If you were given the chance to look inside a crystal ball and see your fate, would you?
Advancements in genetic testing over the past two decades have made that a question many people now face. If the predictions of researchers and healthcare specialists are correct, genomic testing will soon become part of the standard of medical care—a routine part of life.
From a practical standpoint, information gained from taking a sample of an individual’s DNA can, and does, save lives. At the very least, it reveals specific things about a person’s genetic makeup that then allows for certain paths to be considered and specific choices to be made.
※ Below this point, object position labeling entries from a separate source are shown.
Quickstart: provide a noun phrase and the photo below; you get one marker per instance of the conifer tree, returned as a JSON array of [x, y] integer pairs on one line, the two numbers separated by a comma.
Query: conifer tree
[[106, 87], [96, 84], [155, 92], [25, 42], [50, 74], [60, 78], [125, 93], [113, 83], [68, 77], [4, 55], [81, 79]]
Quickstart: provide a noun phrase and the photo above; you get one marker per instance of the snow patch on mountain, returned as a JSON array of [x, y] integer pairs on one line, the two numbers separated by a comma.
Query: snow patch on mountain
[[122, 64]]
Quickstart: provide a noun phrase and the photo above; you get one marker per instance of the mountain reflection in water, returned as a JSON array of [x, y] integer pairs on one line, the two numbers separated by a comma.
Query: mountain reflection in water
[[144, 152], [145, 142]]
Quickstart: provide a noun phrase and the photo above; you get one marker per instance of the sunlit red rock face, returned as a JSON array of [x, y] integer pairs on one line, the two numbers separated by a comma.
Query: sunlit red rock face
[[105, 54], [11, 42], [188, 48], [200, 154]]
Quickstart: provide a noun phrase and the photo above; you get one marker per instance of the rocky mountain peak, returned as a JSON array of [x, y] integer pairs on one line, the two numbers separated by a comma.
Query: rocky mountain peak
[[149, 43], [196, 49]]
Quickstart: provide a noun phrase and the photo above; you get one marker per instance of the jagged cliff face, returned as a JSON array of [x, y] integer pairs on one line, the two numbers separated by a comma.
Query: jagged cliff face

But even if your answer is an enthusiastic “yes” to being tested, post-result life is wildly complex—physically, financially, mentally, and emotionally. While genetic testing can open doors to preventative health care and screenings, it’s also one heck of a Pandora’s Box filled with worry and what ifs. After living with my results for nearly two decades, I decided it was time to share my story.
In 2001, I was among the first to be tested for Lynch Syndrome, a genetic disorder that predisposes its carriers to several types of cancer, including colorectal, endometrial, ovarian, and pancreatic. Those who carry the genetic mutations for the syndrome are at a much higher risk of developing these cancers and at an earlier age than the general population. Although Lynch Syndrome is not as well known as the BRCA mutations, it’s just as prevalent. A recent study estimates that 1 in 279 carry a mutation for L.S.
I’m one of them.
Even before I took the test, I’d guessed my results would be positive. One branch of my family tree is absolutely riddled with cancer. So much so, that a keen, mythical awareness about the disease has been faithfully passed down through the generations—from my great-great grandmother, to my great-grandmother, to my grandmother, to my mom, to me.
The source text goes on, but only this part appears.